Intro
Graphite is a popular metrics collection, storage & graphing tool. Unfortunately, clear info on how it works in a cluster configuration is hard to come by. I’ve done a lot of reading on the topic and want to share the result.
Note that I haven’t actually put this into practice yet (though I plan to at my day job in the near future). However, I’ll be working with folks who’ve deployed clusters to hammer out any misinformation ASAP.
I sourced these notes from community blog posts, the docs, and reading the Graphite/Carbon/Whisper source code. Specifically:
- Richard Crowley’s ‘Federated Graphite’ blog post - one reason I wrote my post is that his, while well put together, is still missing gaps in the big picture.
- Tuning Graphite for 3m points/min - a somewhat old Q&A thread on Launchpad that’s still at least somewhat relevant.
- Mailing list post mentioning CLUSTER_SERVERS confusion
- The official docs
- The code
Overview
Components
A Graphite setup consists of the following components:
- A collector that speaks Graphite wire protocols.
- One or more Carbon daemons (typically carbon-cache, the workhorse).

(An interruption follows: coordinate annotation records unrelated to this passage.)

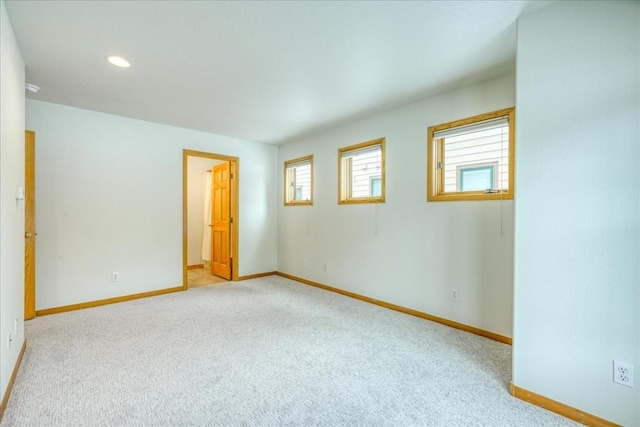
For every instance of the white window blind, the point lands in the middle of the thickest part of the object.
(477, 144)
(363, 165)
(299, 181)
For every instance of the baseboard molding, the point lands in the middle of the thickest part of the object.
(12, 380)
(447, 322)
(98, 303)
(255, 276)
(559, 408)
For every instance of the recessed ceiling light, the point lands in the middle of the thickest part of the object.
(118, 61)
(31, 88)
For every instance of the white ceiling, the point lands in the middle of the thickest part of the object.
(263, 71)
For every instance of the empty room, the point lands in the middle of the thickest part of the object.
(358, 213)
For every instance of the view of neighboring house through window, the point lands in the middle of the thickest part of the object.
(361, 172)
(298, 181)
(472, 159)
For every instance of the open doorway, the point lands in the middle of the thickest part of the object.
(210, 218)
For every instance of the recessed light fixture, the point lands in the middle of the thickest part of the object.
(118, 61)
(31, 88)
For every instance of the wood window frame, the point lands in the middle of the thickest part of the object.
(435, 152)
(288, 200)
(344, 174)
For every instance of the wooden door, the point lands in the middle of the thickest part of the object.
(30, 226)
(221, 222)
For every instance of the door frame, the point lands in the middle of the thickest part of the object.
(30, 226)
(234, 165)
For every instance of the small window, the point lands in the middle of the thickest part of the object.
(476, 177)
(472, 159)
(298, 181)
(361, 172)
(375, 186)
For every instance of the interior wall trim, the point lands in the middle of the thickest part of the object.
(484, 333)
(12, 380)
(114, 300)
(559, 408)
(255, 276)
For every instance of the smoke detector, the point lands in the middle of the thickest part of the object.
(31, 88)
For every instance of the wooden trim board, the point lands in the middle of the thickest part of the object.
(447, 322)
(114, 300)
(255, 276)
(559, 408)
(12, 380)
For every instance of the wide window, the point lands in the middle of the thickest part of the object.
(298, 181)
(361, 172)
(472, 158)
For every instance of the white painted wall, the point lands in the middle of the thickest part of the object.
(196, 168)
(577, 245)
(405, 251)
(109, 198)
(11, 210)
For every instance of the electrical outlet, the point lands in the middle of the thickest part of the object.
(623, 373)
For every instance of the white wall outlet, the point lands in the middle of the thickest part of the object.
(623, 373)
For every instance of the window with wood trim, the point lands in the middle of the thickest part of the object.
(298, 181)
(361, 175)
(472, 158)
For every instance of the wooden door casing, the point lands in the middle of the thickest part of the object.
(30, 226)
(221, 221)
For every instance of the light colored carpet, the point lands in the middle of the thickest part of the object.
(264, 352)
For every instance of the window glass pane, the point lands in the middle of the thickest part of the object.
(375, 187)
(302, 182)
(478, 147)
(476, 179)
(365, 164)
(299, 181)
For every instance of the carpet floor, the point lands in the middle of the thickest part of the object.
(263, 352)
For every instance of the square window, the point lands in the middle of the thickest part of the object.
(298, 181)
(361, 172)
(476, 177)
(472, 158)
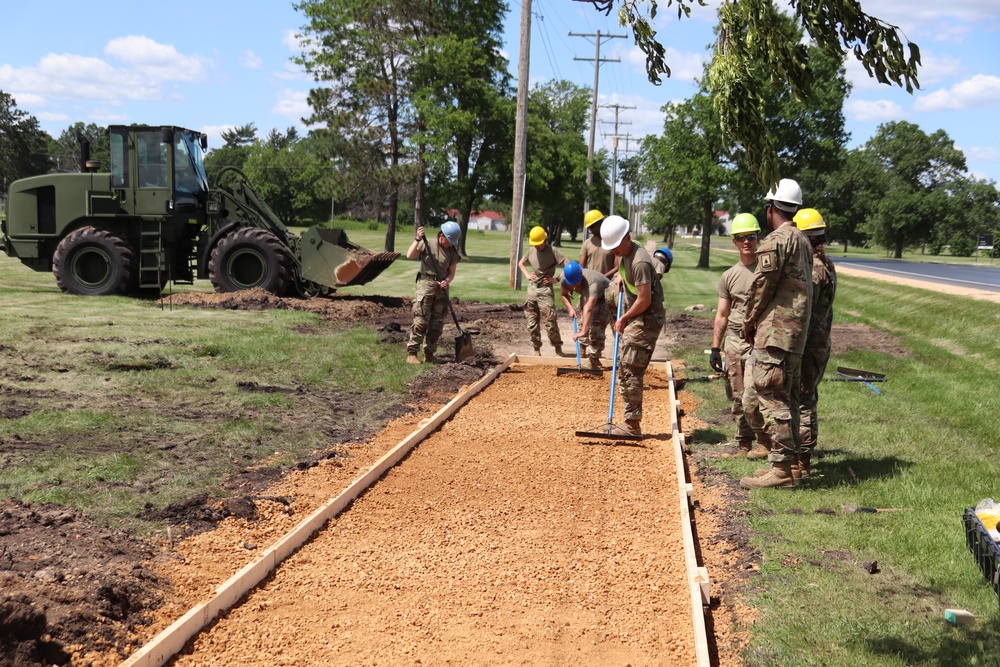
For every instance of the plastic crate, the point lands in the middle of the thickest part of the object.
(983, 548)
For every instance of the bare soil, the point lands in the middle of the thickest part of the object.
(74, 592)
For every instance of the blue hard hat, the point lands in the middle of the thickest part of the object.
(573, 273)
(452, 232)
(666, 255)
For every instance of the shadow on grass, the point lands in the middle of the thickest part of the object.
(959, 647)
(834, 471)
(705, 436)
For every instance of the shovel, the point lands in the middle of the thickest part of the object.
(463, 341)
(609, 431)
(579, 367)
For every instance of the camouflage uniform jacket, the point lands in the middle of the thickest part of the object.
(593, 256)
(636, 269)
(824, 289)
(780, 299)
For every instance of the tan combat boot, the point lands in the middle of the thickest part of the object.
(805, 464)
(779, 477)
(633, 426)
(743, 448)
(761, 450)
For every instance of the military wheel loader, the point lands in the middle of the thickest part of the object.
(154, 219)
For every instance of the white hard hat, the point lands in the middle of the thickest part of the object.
(787, 196)
(613, 230)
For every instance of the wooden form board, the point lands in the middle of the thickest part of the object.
(172, 640)
(698, 581)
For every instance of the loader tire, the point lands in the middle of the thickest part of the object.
(94, 262)
(250, 257)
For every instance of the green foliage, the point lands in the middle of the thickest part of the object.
(23, 145)
(752, 37)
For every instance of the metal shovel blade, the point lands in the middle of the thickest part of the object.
(463, 346)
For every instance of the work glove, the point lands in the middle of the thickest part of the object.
(715, 360)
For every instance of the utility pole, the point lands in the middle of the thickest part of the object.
(520, 147)
(593, 107)
(614, 161)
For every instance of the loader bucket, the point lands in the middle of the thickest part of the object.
(328, 258)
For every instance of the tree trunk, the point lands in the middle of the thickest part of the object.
(707, 227)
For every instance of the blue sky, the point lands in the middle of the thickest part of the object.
(215, 64)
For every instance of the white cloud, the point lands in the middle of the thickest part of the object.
(293, 104)
(874, 111)
(981, 91)
(161, 62)
(252, 60)
(684, 67)
(982, 154)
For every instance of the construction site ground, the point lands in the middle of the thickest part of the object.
(506, 538)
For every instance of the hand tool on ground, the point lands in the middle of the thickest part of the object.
(463, 341)
(845, 374)
(854, 509)
(579, 367)
(609, 431)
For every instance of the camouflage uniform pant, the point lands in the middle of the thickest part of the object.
(776, 376)
(430, 304)
(594, 338)
(540, 308)
(813, 368)
(637, 344)
(737, 353)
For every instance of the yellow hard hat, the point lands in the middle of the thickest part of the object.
(745, 223)
(537, 236)
(593, 215)
(809, 220)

- Carbon-cache’s primary responsibility is accepting metrics over the wire & writing them into Whisper db files (see below).
- While doing so, it caches metrics in memory to help write throughput (and smooth over disk contention).
- Because of this, at any given moment datapoints that have “arrived” at a given node may exist either on-disk OR in a carbon-cache’s cache. This affects how the webapp queries for them (see below).
- When multiple carbon-caches are needed (to take advantage of multiple cores or nodes), a carbon-relay process load-balances across them.
- An on-disk tree of Whisper database files.
- These files are the canonical resource for metric data; all metric data should eventually (and ideally, quickly) arrive here.
- At least one webapp install
- The webapp is the canonical query endpoint for its node’s metric store.
- It handles all necessary queries to disk, carbon-caches, and if necessary webapps on other nodes, to end up with the most up to date set of endpoints for a given metric.
- The webapp ships with a graph composer & dashboard, but for the purposes of this document, its primary use is that of query API endpoint.
Configuration
Given that there may be multiple carbon-caches per node and/or multiple nodes’ worth of caches & webapps, Graphite has a handful of settings that inform these components of each other’s locations:
CLUSTER_SERVERS
(local_settings.py
): tells webapp which other webapps to query.CARBONLINK_HOSTS
(local_settings.py
): tells webapp which carbon-caches to query.DESTINATIONS
(carbon.conf
): tells carbon-relays which carbon-caches are in the cluster, determining the hash ring layout when in consistent-hash mode (more on this later) or simply the available hosts when in rule-oriented mode (ditto).WHISPER_DIR
(carbon.conf
): Which on-disk location holds the Whisper files. This tells the carbon-caches where to write, and the webapp where to read.
The write algorithm
Writes into a Graphite system depend on how your cluster is set up, but typically look like this:
- A collector writes metrics over the wire to some Carbon daemon.
- That daemon may be a carbon-cache directly responsible for writing
metrics to disk, in which case, you’re done.
- carbon-cache uses
WHISPER_DIR
to determine where metrics live.
- carbon-cache uses
- It might instead be a carbon-relay that doesn’t write to disk but balances
writes across multiple backend carbon-caches (which then write to disk as
above) depending on method/mode:
- Consistent-hash mode creates a hash ring out of
DESTINATIONS
for even balancing. - Rules-based sends to one or more
DESTINATIONS
members according to additional configuration hinging on the metric paths themselves.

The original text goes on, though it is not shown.